Melania G. Mazzucco / J'ai Lu / 8.40 €
Un roman sur la vie du Tintoret, dernier grand peintre vénitien de la Renaissance, avant le Baroque. Le roman commence le 14 Mai 1594 et finit le 31 Mai 1594 : durant ces quinze derniers jours, il livre sa dernière toile, et devenu narrateur nous dévoile lui-même sa vie et ses passions.

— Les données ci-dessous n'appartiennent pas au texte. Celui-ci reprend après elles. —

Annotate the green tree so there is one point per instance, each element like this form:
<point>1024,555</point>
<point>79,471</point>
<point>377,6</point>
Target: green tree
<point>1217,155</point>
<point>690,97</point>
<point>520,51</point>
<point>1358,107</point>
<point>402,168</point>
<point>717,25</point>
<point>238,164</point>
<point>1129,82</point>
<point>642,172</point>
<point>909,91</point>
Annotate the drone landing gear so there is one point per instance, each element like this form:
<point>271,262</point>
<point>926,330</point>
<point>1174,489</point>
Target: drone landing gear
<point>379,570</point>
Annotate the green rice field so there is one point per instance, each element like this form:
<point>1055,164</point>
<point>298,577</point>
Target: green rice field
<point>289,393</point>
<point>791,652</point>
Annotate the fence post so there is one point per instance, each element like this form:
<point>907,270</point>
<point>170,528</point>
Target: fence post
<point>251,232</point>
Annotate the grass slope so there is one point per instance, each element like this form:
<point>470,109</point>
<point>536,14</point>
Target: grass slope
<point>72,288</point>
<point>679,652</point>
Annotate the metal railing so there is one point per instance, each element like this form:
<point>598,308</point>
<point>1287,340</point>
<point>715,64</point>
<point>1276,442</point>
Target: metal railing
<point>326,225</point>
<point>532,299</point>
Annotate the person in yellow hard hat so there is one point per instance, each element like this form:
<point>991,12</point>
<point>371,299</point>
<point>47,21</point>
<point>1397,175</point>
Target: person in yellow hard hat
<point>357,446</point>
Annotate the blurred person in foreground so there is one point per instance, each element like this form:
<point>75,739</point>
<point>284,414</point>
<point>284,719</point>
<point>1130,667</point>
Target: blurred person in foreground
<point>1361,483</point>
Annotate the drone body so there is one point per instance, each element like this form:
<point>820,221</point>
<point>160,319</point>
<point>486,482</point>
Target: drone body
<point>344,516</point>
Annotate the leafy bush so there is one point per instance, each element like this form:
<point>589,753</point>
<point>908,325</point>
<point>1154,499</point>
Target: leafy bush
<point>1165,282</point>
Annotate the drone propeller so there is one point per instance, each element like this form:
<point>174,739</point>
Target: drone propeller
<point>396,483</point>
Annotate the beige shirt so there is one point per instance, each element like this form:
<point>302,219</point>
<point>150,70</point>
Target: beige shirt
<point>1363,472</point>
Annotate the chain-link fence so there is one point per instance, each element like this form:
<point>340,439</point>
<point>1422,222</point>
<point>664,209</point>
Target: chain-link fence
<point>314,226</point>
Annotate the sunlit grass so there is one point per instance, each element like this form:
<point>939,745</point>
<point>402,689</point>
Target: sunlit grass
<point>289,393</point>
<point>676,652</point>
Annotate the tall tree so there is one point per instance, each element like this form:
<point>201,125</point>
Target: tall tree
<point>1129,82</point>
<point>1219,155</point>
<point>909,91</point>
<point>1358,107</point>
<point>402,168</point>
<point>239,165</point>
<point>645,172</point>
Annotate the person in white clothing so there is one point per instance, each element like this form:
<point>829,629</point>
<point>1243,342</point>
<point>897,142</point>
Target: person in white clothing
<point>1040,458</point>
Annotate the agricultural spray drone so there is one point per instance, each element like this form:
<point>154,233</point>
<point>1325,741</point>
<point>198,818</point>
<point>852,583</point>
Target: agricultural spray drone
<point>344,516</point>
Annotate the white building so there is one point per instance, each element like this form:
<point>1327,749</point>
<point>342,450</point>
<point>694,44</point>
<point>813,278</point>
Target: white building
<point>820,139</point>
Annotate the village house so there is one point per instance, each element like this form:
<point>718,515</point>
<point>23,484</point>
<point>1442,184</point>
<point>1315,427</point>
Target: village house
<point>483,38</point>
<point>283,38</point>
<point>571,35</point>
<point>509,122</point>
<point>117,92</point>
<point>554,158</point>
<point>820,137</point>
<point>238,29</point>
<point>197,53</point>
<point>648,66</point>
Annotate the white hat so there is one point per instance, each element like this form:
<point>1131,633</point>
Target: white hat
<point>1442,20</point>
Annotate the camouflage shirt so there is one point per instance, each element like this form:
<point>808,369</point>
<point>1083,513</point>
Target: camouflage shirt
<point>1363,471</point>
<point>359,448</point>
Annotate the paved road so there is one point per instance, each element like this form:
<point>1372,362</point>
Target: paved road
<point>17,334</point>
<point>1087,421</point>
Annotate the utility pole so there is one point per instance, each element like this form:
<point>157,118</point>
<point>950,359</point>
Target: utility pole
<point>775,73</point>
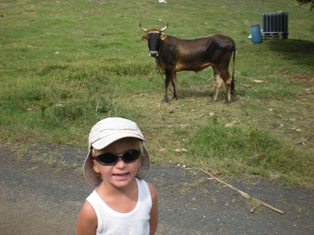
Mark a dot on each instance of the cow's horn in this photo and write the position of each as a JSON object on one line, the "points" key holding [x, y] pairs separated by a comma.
{"points": [[145, 30], [164, 28]]}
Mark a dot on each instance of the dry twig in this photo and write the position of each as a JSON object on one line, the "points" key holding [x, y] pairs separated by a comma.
{"points": [[260, 203]]}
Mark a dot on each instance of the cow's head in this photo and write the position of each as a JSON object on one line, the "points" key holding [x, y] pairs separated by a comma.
{"points": [[153, 37]]}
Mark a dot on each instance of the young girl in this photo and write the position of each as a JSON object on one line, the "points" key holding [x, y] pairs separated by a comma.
{"points": [[122, 202]]}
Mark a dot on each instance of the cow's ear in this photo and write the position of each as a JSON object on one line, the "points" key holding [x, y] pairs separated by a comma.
{"points": [[163, 36], [144, 37]]}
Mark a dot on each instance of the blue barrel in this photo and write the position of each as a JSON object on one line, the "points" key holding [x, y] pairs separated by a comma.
{"points": [[256, 34]]}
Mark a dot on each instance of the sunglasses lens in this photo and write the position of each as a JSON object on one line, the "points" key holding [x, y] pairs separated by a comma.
{"points": [[111, 159], [107, 159], [130, 156]]}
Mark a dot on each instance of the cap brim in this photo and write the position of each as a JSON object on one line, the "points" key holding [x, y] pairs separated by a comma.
{"points": [[109, 139]]}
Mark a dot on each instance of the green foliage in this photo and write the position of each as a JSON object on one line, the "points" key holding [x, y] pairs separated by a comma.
{"points": [[66, 64]]}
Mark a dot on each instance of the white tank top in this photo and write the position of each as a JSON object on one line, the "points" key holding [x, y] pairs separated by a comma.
{"points": [[135, 222]]}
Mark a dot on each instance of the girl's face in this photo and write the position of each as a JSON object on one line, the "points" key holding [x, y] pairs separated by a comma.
{"points": [[120, 174]]}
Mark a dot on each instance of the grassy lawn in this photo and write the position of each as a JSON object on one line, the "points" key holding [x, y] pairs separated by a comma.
{"points": [[66, 64]]}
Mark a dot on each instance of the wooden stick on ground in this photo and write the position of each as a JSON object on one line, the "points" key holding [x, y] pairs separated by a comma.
{"points": [[260, 203]]}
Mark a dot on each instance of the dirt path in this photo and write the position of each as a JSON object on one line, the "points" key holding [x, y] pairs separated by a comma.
{"points": [[36, 199]]}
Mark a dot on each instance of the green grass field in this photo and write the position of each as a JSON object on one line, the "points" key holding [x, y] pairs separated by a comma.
{"points": [[66, 64]]}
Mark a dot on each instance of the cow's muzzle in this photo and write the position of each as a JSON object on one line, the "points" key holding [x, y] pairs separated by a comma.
{"points": [[153, 54]]}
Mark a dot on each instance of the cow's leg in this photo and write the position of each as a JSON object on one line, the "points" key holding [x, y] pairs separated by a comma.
{"points": [[228, 82], [167, 81], [174, 82], [218, 82]]}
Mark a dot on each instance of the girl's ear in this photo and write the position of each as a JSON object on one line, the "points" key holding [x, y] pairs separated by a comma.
{"points": [[144, 37], [95, 167]]}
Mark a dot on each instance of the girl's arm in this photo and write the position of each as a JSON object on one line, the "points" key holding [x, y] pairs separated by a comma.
{"points": [[154, 211], [87, 220]]}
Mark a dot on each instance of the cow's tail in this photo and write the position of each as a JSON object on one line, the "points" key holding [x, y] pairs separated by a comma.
{"points": [[233, 68]]}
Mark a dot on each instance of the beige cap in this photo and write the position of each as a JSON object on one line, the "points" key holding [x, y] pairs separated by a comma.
{"points": [[105, 132]]}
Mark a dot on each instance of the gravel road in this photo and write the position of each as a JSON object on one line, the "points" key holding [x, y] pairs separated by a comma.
{"points": [[39, 198]]}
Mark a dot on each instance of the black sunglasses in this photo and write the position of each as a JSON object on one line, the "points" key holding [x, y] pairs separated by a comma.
{"points": [[109, 159]]}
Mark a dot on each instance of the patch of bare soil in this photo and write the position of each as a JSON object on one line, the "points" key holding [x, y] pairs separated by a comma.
{"points": [[39, 198]]}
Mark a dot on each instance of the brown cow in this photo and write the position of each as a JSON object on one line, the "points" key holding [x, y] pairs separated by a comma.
{"points": [[173, 55]]}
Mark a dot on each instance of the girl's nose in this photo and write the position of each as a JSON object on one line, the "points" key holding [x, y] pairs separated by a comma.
{"points": [[120, 163]]}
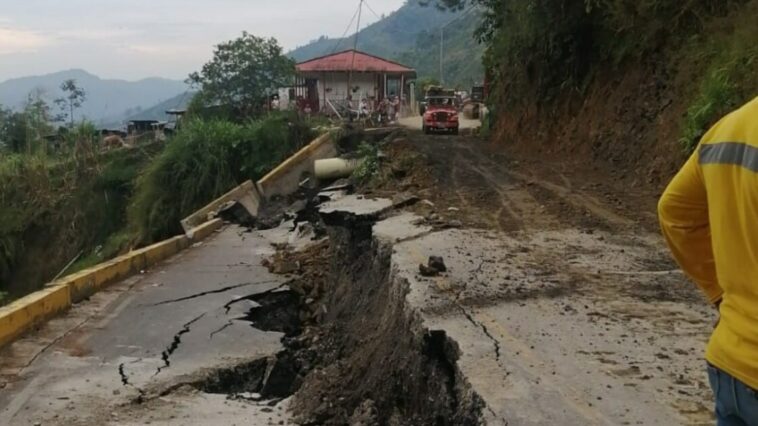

Parmi elles, sa fille ainée, qu'il a eue avec une prostituée avant son mariage : Marietta. Elevée parmi les toiles et les dessins de son père, elle se met très tôt à la peinture. Elle deviendra célèbre, notamment dans les portraits, sous le surnom de Tintoretta : la reine d'Espagne la fait mander à Madrid pour une série de portraits royaux. Son père, d'une jalousie féroce, lui interdira toute carrière en la mariant (pour son bien !) à un joaillier local. Elle mourra en couches lors de son premier accouchement. Pour leur bien aussi, ses autres filles seront enfermées l'une après l'autre dans des couvents, petit rappel émouvant sur cette pratique de l'internement massif des femmes jusqu'au XVIIIème siècle. Le roman montre bien le fonctionnement de la Sérénissime à cette époque, où se mêlent népotisme et évergétisme, exaltation du combat face aux Turcs et basses intrigues face à Rome, Vienne ou Madrid. Il y a une très belle évocation de la peste de 1576 dans la lagune et de la réaction des populations face à elle. Cette peste emporte le Titien, pour la plus grande gloire du Tintoret qui, restant dans la ville désertée, deviendra enfin le premier peintre de Venise.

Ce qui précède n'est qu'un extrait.